Because they did. And yours does too. Quick! Memorize before you’re in a situation where all you have to subsist on is your memory of the Bible! What, you haven’t memorized any Bible verses?
What kind of Christian doesn’t memorize Scripture?
All you have to do is meditate. Sit with God’s word for a few minutes or hours. Eventually it will become part of your soul and when you are prompted, you will be amaze everyone with your steel-trap of a mind.
Okay. Um, “The Lord Is My Shepherd. I shall not want. He makes me lie down in green pastures… he does something something about water – leads me beside the cool streams – and then he soothes… my… soul? I am walking through the valley of the death. Okay, that’s wrong. How about this one: Love God with all your mind and all your heart and all your soul and every fiber of your being. No. Not right. How about: I can do all things through God – no, Christ – who supports me. No, wait. Strengthens me. Boom. Got one right. Philippians 4:13. Right? RIGHT?”
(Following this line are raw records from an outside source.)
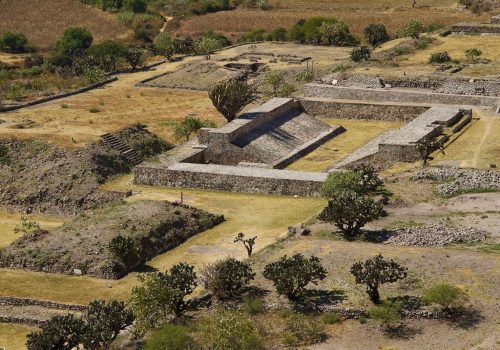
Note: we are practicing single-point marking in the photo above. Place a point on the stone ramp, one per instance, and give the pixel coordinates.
(283, 135)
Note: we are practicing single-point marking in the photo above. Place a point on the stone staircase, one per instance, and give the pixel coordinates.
(112, 141)
(282, 135)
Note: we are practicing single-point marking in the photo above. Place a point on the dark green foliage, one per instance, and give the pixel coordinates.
(291, 275)
(447, 296)
(107, 54)
(104, 321)
(171, 337)
(350, 211)
(13, 42)
(376, 271)
(124, 249)
(439, 57)
(190, 125)
(376, 34)
(226, 278)
(248, 243)
(74, 42)
(229, 97)
(359, 54)
(60, 332)
(321, 31)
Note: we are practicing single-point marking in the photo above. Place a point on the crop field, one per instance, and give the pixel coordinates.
(357, 15)
(43, 21)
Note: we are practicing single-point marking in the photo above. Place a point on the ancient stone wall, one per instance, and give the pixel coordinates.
(371, 111)
(231, 178)
(391, 95)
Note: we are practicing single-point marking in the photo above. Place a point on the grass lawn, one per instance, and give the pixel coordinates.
(358, 133)
(264, 216)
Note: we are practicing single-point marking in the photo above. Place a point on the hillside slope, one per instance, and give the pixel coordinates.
(43, 21)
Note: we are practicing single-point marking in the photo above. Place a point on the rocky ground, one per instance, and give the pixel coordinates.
(82, 246)
(39, 177)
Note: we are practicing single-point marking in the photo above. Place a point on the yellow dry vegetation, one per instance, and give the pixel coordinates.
(358, 133)
(8, 222)
(264, 216)
(13, 336)
(77, 120)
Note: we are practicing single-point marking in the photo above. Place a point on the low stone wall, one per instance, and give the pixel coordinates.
(392, 95)
(58, 96)
(231, 178)
(370, 111)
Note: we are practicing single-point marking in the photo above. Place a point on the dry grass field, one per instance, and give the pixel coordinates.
(357, 14)
(43, 21)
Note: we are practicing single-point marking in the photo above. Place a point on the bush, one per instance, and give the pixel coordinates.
(359, 54)
(439, 57)
(290, 275)
(447, 296)
(226, 278)
(331, 318)
(229, 330)
(302, 330)
(376, 271)
(13, 42)
(171, 337)
(376, 34)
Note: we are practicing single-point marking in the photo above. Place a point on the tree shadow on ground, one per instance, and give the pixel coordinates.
(316, 298)
(465, 318)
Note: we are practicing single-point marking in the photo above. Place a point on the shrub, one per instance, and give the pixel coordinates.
(302, 330)
(229, 330)
(124, 249)
(473, 54)
(376, 34)
(331, 318)
(412, 29)
(290, 275)
(104, 321)
(13, 42)
(376, 271)
(439, 57)
(171, 337)
(59, 332)
(230, 96)
(447, 296)
(350, 211)
(226, 278)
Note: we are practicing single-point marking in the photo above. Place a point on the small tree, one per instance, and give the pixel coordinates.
(248, 243)
(376, 34)
(350, 211)
(291, 275)
(164, 45)
(447, 296)
(229, 97)
(191, 124)
(376, 271)
(226, 278)
(104, 321)
(13, 42)
(359, 54)
(277, 85)
(155, 301)
(473, 54)
(59, 332)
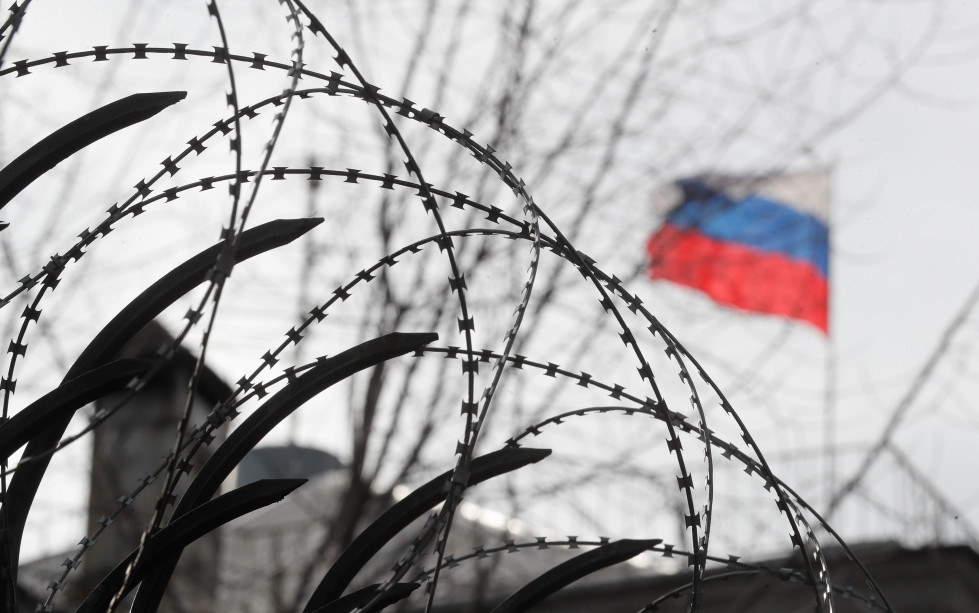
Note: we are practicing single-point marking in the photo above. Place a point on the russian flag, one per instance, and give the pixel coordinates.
(757, 244)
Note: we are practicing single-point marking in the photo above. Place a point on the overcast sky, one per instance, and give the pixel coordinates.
(904, 243)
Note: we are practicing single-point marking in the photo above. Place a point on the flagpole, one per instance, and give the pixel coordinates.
(829, 384)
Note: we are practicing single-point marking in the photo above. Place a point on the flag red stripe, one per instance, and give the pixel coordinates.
(738, 276)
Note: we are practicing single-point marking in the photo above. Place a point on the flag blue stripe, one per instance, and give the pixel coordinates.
(756, 222)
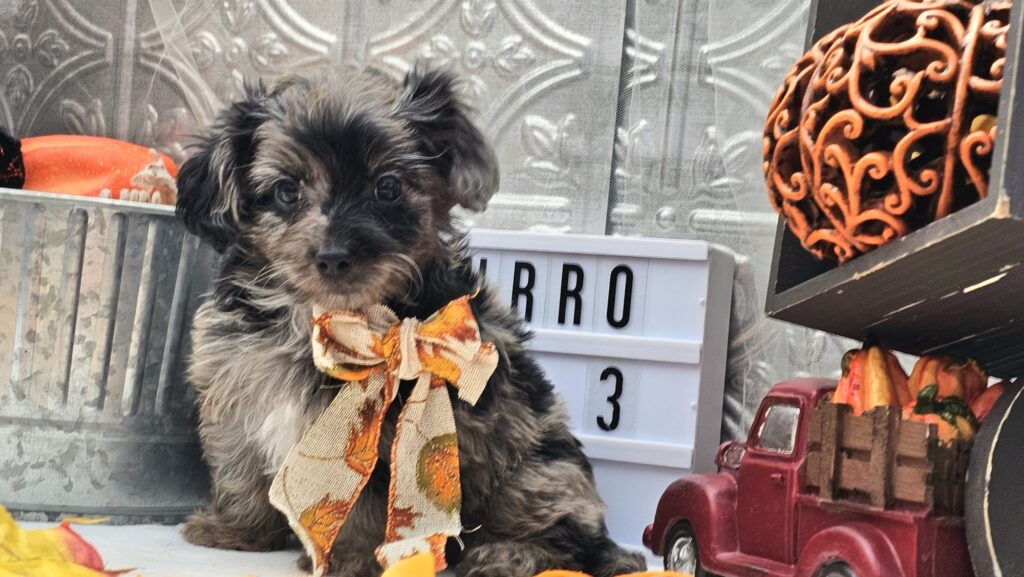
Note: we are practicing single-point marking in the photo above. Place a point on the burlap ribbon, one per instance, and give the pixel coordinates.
(325, 474)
Memorization is hard, y’all.
Clearly I’m not a good Christian; I haven’t taken the time to memorize Scripture. I can’t even recite the 23rd Psalm, for goodness’ sake. Clearly it’s not in my heart. Clearly I haven’t taken the time to meditate sufficiently.
That’s true. I have a hard time with meditation. My mind never really focuses on one thing. Memorization used to be easier when I was younger; now I can’t remember much if it’s not written down, save for song lyrics to old tunes from the 70s and 80s that seeped in when I rode around in my parents’ car every day.
But that’s no excuse. My selfish life gets in the way of me fully surrendering to God’s word; if I really wanted to I’d let it in. I know I fail in this regard.
The thing is, I still love God. I have not memorized great portions of his word to be spat out on command, but I feel like he knows I take what he has to teach me seriously. But because I haven’t memorized a significant portion of Scripture, I have the sneaking suspicion that a major source of my sin is that I don’t really take his word seriously.
That, my friends, is something to meditate on. And pray about. I recently read that “Only through prayer can we exchange our independent selfishness for the gracious inner workings of God.” I am on board with this statement. So many times have I caught myself going through the motions of prayer, trying to learn something meaningful for Bible study or putting on the façade of being a good Christian so that God, but ultimately other Christians, will be pleased with me. And then I fall down, dramatically. I missed the point.
I’m willing to call out my imperfections, the places where I could do better. God knows about them, after all. He is the only one to whom that matters.
In the meantime, I have to deal with this memorization business. I know it says in the Bible that we should memorize and meditate on God’s Word. I mean, I think it does, right?